How to Get Accurate 3D Prints: A Simple E-Step Calibration Tutorial

Get accurate 3d prints & fix under-extrusion. Seeing gaps in 3d prints? Learn to calibrate extruder with our e-step calibration guide.

What is E-Step Calibration and Why Is It Vital?

The quality of your 3D prints hinges on one core principle: extruding the right amount of filament at the right time and in the right place.

If your prints have gaps, weak layers (under-extrusion), or ugly blobs and zits (over-extrusion), your first instinct might be to tweak the “Flow” setting in your slicer. But in most cases, the problem is more fundamental: your printer’s E-Steps are not calibrated.

E-Steps (Extruder Steps per Millimeter) is a critical firmware setting that tells your printer’s extruder motor exactly how many tiny “steps” it needs to turn to push exactly 1mm of filament.

Simply put:

• The Command: Your slicer says, “Extrude 50mm of filament.”
• The Reality: Your motor turns, but it actually only pushes 45mm of filament.
• The Result: Your entire print is built with 10% less material than it needs.
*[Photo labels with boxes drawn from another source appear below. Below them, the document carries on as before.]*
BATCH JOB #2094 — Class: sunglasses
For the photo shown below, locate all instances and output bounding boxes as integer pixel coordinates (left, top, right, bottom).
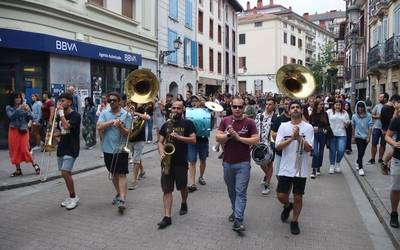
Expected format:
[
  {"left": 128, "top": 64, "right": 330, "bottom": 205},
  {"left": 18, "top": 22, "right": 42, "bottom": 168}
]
[{"left": 232, "top": 105, "right": 243, "bottom": 109}]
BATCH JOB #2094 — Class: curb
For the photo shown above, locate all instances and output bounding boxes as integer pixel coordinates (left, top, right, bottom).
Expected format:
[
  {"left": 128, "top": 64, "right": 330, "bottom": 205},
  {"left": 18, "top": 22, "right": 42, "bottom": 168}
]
[
  {"left": 0, "top": 147, "right": 158, "bottom": 191},
  {"left": 344, "top": 155, "right": 400, "bottom": 249}
]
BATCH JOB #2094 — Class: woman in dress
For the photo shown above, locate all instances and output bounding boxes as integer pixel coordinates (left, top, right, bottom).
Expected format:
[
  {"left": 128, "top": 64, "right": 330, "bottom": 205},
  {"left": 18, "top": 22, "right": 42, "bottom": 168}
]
[
  {"left": 82, "top": 97, "right": 97, "bottom": 149},
  {"left": 6, "top": 93, "right": 40, "bottom": 177}
]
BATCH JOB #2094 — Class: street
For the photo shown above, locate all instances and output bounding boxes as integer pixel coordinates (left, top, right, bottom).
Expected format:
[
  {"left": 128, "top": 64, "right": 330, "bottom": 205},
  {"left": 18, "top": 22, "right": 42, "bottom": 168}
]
[{"left": 0, "top": 146, "right": 394, "bottom": 250}]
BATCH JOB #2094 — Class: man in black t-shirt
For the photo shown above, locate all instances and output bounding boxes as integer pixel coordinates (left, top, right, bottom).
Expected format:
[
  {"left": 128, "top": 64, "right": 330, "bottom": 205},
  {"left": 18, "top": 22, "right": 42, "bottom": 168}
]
[
  {"left": 158, "top": 101, "right": 196, "bottom": 229},
  {"left": 56, "top": 93, "right": 81, "bottom": 210}
]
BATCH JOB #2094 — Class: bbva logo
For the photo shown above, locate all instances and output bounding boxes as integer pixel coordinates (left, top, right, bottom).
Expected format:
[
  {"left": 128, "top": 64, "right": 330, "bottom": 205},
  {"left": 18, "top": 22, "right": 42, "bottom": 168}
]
[{"left": 56, "top": 40, "right": 78, "bottom": 52}]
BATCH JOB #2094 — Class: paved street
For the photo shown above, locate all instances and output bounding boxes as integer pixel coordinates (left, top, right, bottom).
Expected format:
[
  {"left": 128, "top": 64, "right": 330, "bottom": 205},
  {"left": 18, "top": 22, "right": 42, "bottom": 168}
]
[{"left": 0, "top": 143, "right": 393, "bottom": 250}]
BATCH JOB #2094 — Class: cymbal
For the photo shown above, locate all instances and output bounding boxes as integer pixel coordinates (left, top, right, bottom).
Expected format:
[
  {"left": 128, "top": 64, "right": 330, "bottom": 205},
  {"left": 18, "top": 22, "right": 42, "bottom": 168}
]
[{"left": 204, "top": 102, "right": 224, "bottom": 112}]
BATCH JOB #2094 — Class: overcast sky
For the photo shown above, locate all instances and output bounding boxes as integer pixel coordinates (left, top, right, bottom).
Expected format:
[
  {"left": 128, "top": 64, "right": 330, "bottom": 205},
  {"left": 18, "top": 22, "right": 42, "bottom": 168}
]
[{"left": 238, "top": 0, "right": 346, "bottom": 15}]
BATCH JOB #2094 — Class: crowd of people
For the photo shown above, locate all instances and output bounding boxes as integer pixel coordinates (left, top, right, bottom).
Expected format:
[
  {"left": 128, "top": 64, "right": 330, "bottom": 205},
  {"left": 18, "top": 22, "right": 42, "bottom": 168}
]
[{"left": 6, "top": 86, "right": 400, "bottom": 234}]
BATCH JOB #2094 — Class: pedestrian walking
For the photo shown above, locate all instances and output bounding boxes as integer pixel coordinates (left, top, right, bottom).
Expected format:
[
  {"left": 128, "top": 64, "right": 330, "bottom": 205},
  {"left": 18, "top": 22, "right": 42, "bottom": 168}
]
[
  {"left": 351, "top": 101, "right": 373, "bottom": 176},
  {"left": 82, "top": 97, "right": 97, "bottom": 149},
  {"left": 56, "top": 93, "right": 81, "bottom": 210},
  {"left": 6, "top": 93, "right": 40, "bottom": 177},
  {"left": 216, "top": 97, "right": 260, "bottom": 232}
]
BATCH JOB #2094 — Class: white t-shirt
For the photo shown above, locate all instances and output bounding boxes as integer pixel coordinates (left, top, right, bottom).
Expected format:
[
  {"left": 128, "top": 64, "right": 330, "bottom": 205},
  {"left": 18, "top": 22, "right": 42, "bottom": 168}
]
[
  {"left": 276, "top": 121, "right": 314, "bottom": 177},
  {"left": 326, "top": 109, "right": 350, "bottom": 136}
]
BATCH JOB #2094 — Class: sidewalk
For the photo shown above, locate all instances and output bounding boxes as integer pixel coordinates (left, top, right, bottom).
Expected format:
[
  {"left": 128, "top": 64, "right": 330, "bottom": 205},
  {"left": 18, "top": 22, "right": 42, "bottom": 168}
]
[
  {"left": 345, "top": 144, "right": 400, "bottom": 249},
  {"left": 0, "top": 137, "right": 157, "bottom": 191}
]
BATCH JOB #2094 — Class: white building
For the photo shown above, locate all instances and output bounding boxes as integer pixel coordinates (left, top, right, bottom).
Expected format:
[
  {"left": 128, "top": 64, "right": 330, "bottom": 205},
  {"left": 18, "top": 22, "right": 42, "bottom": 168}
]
[{"left": 238, "top": 0, "right": 334, "bottom": 93}]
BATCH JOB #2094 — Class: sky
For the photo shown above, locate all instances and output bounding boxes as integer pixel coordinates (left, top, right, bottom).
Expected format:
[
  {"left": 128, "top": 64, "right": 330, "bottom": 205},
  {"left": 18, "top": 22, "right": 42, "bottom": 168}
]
[{"left": 238, "top": 0, "right": 346, "bottom": 15}]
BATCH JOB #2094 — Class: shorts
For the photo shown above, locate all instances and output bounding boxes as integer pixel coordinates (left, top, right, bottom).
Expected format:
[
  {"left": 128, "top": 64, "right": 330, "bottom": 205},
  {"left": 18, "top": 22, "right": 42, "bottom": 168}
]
[
  {"left": 372, "top": 128, "right": 386, "bottom": 146},
  {"left": 390, "top": 158, "right": 400, "bottom": 191},
  {"left": 130, "top": 141, "right": 144, "bottom": 164},
  {"left": 161, "top": 166, "right": 188, "bottom": 193},
  {"left": 104, "top": 153, "right": 129, "bottom": 174},
  {"left": 276, "top": 176, "right": 307, "bottom": 195},
  {"left": 188, "top": 140, "right": 208, "bottom": 162},
  {"left": 57, "top": 155, "right": 76, "bottom": 172}
]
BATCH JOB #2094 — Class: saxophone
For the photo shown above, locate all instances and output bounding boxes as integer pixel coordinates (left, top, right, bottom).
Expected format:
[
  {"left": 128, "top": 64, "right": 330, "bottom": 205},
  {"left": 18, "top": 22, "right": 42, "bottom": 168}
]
[{"left": 161, "top": 113, "right": 175, "bottom": 175}]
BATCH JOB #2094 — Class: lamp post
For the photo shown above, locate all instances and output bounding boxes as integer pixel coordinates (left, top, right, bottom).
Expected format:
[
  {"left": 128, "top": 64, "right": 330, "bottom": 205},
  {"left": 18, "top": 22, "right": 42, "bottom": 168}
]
[{"left": 346, "top": 4, "right": 361, "bottom": 110}]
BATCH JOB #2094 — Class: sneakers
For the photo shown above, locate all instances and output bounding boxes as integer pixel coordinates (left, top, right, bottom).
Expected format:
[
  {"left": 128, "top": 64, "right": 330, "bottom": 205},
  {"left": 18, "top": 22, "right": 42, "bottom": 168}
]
[
  {"left": 232, "top": 220, "right": 245, "bottom": 232},
  {"left": 329, "top": 165, "right": 335, "bottom": 174},
  {"left": 179, "top": 203, "right": 187, "bottom": 215},
  {"left": 261, "top": 184, "right": 271, "bottom": 195},
  {"left": 290, "top": 221, "right": 300, "bottom": 235},
  {"left": 390, "top": 212, "right": 399, "bottom": 228},
  {"left": 65, "top": 196, "right": 79, "bottom": 210},
  {"left": 281, "top": 202, "right": 293, "bottom": 222},
  {"left": 199, "top": 176, "right": 206, "bottom": 186},
  {"left": 157, "top": 216, "right": 172, "bottom": 229}
]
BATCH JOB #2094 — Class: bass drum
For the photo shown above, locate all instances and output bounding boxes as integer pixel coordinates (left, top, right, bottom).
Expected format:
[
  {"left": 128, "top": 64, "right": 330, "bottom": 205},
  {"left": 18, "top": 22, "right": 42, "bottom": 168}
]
[{"left": 186, "top": 108, "right": 211, "bottom": 137}]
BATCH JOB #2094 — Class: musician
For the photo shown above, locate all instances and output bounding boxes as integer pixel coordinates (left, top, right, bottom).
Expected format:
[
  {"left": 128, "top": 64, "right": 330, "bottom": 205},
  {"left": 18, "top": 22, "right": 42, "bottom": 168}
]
[
  {"left": 128, "top": 105, "right": 150, "bottom": 190},
  {"left": 216, "top": 97, "right": 259, "bottom": 232},
  {"left": 255, "top": 98, "right": 278, "bottom": 195},
  {"left": 188, "top": 96, "right": 210, "bottom": 192},
  {"left": 276, "top": 101, "right": 314, "bottom": 235},
  {"left": 157, "top": 101, "right": 196, "bottom": 229},
  {"left": 56, "top": 93, "right": 81, "bottom": 210},
  {"left": 97, "top": 92, "right": 132, "bottom": 213}
]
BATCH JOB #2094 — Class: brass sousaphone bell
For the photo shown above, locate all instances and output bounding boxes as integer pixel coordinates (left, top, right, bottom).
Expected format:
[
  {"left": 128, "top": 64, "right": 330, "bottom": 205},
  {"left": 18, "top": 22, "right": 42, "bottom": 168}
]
[{"left": 276, "top": 64, "right": 316, "bottom": 100}]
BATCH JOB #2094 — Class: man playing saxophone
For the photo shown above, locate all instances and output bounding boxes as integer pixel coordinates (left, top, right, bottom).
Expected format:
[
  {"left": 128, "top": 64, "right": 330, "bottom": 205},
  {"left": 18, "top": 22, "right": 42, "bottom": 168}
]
[{"left": 157, "top": 101, "right": 196, "bottom": 229}]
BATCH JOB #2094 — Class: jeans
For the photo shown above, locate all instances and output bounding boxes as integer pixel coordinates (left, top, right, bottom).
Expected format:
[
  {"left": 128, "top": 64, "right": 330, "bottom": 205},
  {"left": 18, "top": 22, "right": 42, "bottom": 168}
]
[
  {"left": 311, "top": 132, "right": 326, "bottom": 169},
  {"left": 356, "top": 138, "right": 368, "bottom": 168},
  {"left": 329, "top": 136, "right": 346, "bottom": 165},
  {"left": 146, "top": 118, "right": 153, "bottom": 141},
  {"left": 223, "top": 161, "right": 251, "bottom": 221}
]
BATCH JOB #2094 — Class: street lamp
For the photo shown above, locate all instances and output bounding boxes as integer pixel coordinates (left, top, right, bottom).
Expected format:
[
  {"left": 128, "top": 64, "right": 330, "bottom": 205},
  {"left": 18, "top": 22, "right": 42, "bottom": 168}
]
[{"left": 346, "top": 4, "right": 361, "bottom": 110}]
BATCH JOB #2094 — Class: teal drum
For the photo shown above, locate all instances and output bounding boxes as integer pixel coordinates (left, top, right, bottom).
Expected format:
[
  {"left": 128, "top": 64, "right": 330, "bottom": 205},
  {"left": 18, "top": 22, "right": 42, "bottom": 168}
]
[{"left": 186, "top": 108, "right": 211, "bottom": 137}]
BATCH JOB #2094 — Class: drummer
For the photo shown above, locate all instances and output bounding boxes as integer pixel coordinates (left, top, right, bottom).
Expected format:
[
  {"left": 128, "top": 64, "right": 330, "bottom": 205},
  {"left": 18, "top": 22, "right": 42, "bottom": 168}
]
[{"left": 188, "top": 95, "right": 210, "bottom": 192}]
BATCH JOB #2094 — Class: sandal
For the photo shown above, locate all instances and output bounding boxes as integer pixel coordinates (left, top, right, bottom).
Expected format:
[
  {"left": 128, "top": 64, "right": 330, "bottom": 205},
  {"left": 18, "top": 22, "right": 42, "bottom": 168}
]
[
  {"left": 33, "top": 163, "right": 40, "bottom": 174},
  {"left": 10, "top": 169, "right": 22, "bottom": 177}
]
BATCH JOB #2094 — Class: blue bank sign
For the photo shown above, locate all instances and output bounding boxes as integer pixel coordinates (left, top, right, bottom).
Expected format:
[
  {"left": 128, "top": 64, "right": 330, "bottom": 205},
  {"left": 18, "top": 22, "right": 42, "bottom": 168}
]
[{"left": 0, "top": 29, "right": 142, "bottom": 65}]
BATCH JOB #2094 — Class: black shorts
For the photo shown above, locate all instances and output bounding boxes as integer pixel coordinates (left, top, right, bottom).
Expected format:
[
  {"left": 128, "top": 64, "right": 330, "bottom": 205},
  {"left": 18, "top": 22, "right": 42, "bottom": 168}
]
[
  {"left": 104, "top": 153, "right": 129, "bottom": 174},
  {"left": 276, "top": 176, "right": 307, "bottom": 195},
  {"left": 161, "top": 165, "right": 188, "bottom": 193}
]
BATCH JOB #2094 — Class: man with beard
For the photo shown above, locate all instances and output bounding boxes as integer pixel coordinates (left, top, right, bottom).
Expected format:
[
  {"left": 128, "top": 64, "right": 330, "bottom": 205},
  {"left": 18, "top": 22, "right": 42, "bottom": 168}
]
[
  {"left": 158, "top": 101, "right": 196, "bottom": 229},
  {"left": 276, "top": 101, "right": 314, "bottom": 235}
]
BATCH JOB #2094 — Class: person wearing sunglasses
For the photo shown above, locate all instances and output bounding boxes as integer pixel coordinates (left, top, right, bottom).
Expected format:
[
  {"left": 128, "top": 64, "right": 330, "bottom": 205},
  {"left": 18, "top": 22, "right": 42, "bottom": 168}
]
[
  {"left": 157, "top": 101, "right": 196, "bottom": 229},
  {"left": 216, "top": 97, "right": 260, "bottom": 232},
  {"left": 275, "top": 101, "right": 314, "bottom": 235},
  {"left": 97, "top": 92, "right": 132, "bottom": 213}
]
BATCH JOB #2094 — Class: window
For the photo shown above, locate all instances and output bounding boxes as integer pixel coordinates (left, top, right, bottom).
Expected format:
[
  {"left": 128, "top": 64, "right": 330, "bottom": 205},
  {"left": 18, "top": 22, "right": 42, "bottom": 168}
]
[
  {"left": 232, "top": 30, "right": 236, "bottom": 52},
  {"left": 169, "top": 0, "right": 178, "bottom": 20},
  {"left": 185, "top": 0, "right": 193, "bottom": 28},
  {"left": 217, "top": 52, "right": 222, "bottom": 74},
  {"left": 290, "top": 35, "right": 296, "bottom": 46},
  {"left": 208, "top": 49, "right": 214, "bottom": 72},
  {"left": 199, "top": 10, "right": 203, "bottom": 33},
  {"left": 199, "top": 43, "right": 203, "bottom": 69},
  {"left": 209, "top": 19, "right": 214, "bottom": 39},
  {"left": 225, "top": 52, "right": 229, "bottom": 75},
  {"left": 168, "top": 30, "right": 178, "bottom": 64},
  {"left": 122, "top": 0, "right": 133, "bottom": 18},
  {"left": 239, "top": 34, "right": 246, "bottom": 44},
  {"left": 239, "top": 56, "right": 246, "bottom": 69},
  {"left": 218, "top": 25, "right": 222, "bottom": 43},
  {"left": 225, "top": 25, "right": 229, "bottom": 49}
]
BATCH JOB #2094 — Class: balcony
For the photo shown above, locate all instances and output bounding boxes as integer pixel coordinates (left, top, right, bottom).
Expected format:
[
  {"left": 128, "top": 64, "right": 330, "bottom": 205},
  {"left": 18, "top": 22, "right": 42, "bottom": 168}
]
[
  {"left": 368, "top": 43, "right": 385, "bottom": 71},
  {"left": 344, "top": 63, "right": 367, "bottom": 81}
]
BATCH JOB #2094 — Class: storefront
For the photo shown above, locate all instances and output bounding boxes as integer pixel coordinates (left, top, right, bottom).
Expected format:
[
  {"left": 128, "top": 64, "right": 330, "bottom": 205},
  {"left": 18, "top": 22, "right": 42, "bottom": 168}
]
[{"left": 0, "top": 29, "right": 142, "bottom": 148}]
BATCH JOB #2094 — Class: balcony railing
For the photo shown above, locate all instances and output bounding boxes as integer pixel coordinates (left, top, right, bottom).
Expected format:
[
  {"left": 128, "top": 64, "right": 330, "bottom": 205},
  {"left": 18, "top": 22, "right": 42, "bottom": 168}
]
[{"left": 345, "top": 63, "right": 367, "bottom": 81}]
This leads to weak parts, gaps in infill, and all the classic symptoms of under-extrusion.

This guide will walk you through, step-by-step, how to perfect this core mechanical setting and eliminate a huge range of printing problems before they even start.

E-Steps vs. Flow Rate: The Critical Difference

This is the most common point of confusion for new 3D printer users.

• E-Step Calibration (This Guide): This is a mechanical calibration. It ensures your hardware (your extruder motor) is physically accurate. You set this once and forget about it (unless you change your extruder hardware).
• Flow Rate (or “Extrusion Multiplier”): This is a software compensation. It’s a fine-tuning setting in your slicer (like Cura or PrusaSlicer) to compensate for variations in specific filaments (e.g., one brand of PLA might be 1.73mm wide, another 1.76mm).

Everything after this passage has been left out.